TaskBatcher.set_batch_duration(taskname, 15)
callback = lambda {|retval| print "The return value was #{retval}\n"}
def db_insert(data_list)
sql = "INSERT INTO pet_owners VALUES ("
data_list.each do |data|
# each +data+ row is the params hash from a single call to #task
sql += "( #{data[:name]}, #{data[:pet]} ), "
end
sql += ")\n"
retval = (execute that SQL) # retval will be available to a callback
end
pet_owner_1 = {name: 'Alice', pet: 'moa'}
TaskBatcher.task(taskname, pet_owner_1, callback) do |tasks|
db_insert(tasks)
end
pet_owner_2 = {name: 'Bob', pet: 'cassowary'}
TaskBatcher.task(taskname, pet_owner_2, callback) do |tasks|
db_insert(tasks)
end
... etc. ...
Setting batch durations
TaskBatcher.default_batch_duration # returns 60, the initial default
mytask = 'task name 1'
TaskBatcher.set_batch_duration(mytask, 120) # 2 minutes
TaskBatcher.batch_duration(mytask) # returns 120
TaskBatcher.batch_duration('your task') # returns 60, the default
TaskBatcher.set_default_batch_duration(30)

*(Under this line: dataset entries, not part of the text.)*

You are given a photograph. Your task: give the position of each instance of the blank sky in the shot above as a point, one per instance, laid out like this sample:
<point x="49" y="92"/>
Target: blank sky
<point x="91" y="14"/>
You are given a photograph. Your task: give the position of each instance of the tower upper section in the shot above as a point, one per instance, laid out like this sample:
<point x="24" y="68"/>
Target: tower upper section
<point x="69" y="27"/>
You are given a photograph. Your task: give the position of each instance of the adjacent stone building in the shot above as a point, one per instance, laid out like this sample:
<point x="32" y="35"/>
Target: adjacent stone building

TaskBatcher.batch_duration('another task') # returns 30
TaskBatcher.batch_duration('your task') # returns 30 -- default changed
TaskBatcher.batch_duration(mytask) # still returns 120
Notes
- Batches are grouped by +taskname+. ('db-insert' in the first example.)

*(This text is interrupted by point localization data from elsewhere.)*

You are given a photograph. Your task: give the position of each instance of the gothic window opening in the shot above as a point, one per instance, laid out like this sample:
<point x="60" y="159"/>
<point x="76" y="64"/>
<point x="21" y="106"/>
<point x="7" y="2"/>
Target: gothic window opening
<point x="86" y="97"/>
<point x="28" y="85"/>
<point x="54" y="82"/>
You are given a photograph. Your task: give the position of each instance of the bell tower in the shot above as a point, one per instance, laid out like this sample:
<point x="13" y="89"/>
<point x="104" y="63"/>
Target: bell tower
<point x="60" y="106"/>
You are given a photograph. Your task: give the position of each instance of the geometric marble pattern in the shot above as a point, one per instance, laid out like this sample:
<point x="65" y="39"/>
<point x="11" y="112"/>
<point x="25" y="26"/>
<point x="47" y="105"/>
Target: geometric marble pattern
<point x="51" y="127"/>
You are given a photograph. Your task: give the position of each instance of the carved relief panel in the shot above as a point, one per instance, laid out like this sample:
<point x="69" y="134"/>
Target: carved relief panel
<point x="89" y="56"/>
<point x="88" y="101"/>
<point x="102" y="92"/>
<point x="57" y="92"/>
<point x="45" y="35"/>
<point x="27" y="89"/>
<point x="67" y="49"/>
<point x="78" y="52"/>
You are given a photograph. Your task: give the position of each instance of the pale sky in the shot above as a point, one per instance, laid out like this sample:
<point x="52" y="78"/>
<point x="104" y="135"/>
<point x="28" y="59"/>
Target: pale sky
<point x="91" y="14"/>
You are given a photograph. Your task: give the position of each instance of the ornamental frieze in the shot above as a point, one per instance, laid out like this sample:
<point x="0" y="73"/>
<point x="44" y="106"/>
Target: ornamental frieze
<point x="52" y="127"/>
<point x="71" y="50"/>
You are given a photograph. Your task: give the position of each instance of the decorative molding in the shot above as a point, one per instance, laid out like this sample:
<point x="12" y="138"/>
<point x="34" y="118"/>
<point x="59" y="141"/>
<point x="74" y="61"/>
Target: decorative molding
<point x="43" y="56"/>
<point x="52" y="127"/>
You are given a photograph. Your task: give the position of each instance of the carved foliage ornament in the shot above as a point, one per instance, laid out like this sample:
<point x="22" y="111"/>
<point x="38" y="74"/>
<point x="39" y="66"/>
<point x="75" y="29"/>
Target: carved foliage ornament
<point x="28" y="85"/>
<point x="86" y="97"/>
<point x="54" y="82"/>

- If no batch duration is given, the default batch duration is used. The default batch duration is initially 60 seconds, but clients can change the default.
- Batch parameters may be of any type, though hashes seem an obvious choice. The batched function block must accept a data-list, where a single data-item constitutes the parameters of a single call within the batch.
- The batched function block can return any data type. If a callback is provided, it must accept the data type returned by the block. A callback value of nil indicates that the return value may be discarded.
- TaskBatcher uses Event Machine. Event-driven programming is tricky, and Event Machine is complex on top of that. Due to fundamental limitations, TaskBatcher can only guarantee that batches will be processed after a delay of at least the batch duration.
- Since Ruby's threading has limitations, TaskBatcher gives best performance if most/all of the client code is event-driven and uses Event Machine.